Os dados disponíveis mais recentes sobre insegurança alimentar no Brasil se referem ao início de 2022, último ano do governo Jair Bolsonaro (PL). Considerando o total dos domicílios do país, 28% estavam em situação de insegurança alimentar leve; 15,2% em moderada; e 15,5% em grave, o que corresponde à fome.

Estes representam 33 milhões de pessoas, aumento de 73% em relação ao levantamento anterior, do final de 2020. Os dados são da Rede Penssan (Rede Brasileira de Pesquisa em Soberania e Segurança Alimentar). Rosana Salles-Costa, pesquisadora da rede, cita como principais motivos a inflação da época, com aumento nos preços dos alimentos, a demora para retomada do emprego em meio à pandemia de covid-19 e taxa de juros alta.

“A gente [pesquisadores] tinha noção de que [o número de famintos] ia aumentar, mas nunca naquele patamar. Quando a gente olhou as medidas adotadas naquela época, foi difícil ver as medidas que de fato olhavam para a área social. Eles cortaram o Bolsa Família, substituíram por outro programa, que não teve relação com a parte de assistência social –e isso foi um grande problema porque não conseguíamos identificar as famílias mais vulneráveis. Era um governo que negava a fome”, diz Rosana Salles-Costa, pesquisadora da Rede Penssan e da UFRJ.

Os números de 2022 são os atualmente usados como parâmetro pelo MDS (Ministério do Desenvolvimento Social). A Rede Penssan é uma instituição independente, formada por pesquisadores de diferentes universidades e institutos de pesquisa. A pesquisa, realizada pelo Instituto Vox Populi, usa a Ebia (Escala Brasileira de Insegurança Alimentar) —a mesma utilizada pelo IBGE (Instituto Brasileiro de Geografia e Estatística) — como base para o balanço.

O ministério não fixou uma meta específica para 2023, primeiro ano do governo Lula. A pasta diz que não fixou meta devido “as dificuldades inerentes ao processo de planejamento e de retomada das políticas sociais ao longo do primeiro ano de mandato”. Este seria também o motivo pelo qual o ministério não tem, ainda, um levantamento próprio.
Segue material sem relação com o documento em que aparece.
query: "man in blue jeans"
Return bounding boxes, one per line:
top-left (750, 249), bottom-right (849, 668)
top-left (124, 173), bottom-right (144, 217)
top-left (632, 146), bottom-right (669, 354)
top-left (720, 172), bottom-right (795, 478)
O compromisso assumido pelo governo é que os indicadores do fim de 2023 serão menores do que os do último levantamento.

O que explica a situação

Governo e especialistas apontam o desmonte dos mecanismos de acompanhamento nos últimos anos como principal ponto dessa defasagem. Nos últimos sete anos, o IBGE e a POF (Pesquisa de Orçamentos Familiares) saíram com atraso —por isso foi necessário o uso de mecanismos da sociedade civil, diz o governo.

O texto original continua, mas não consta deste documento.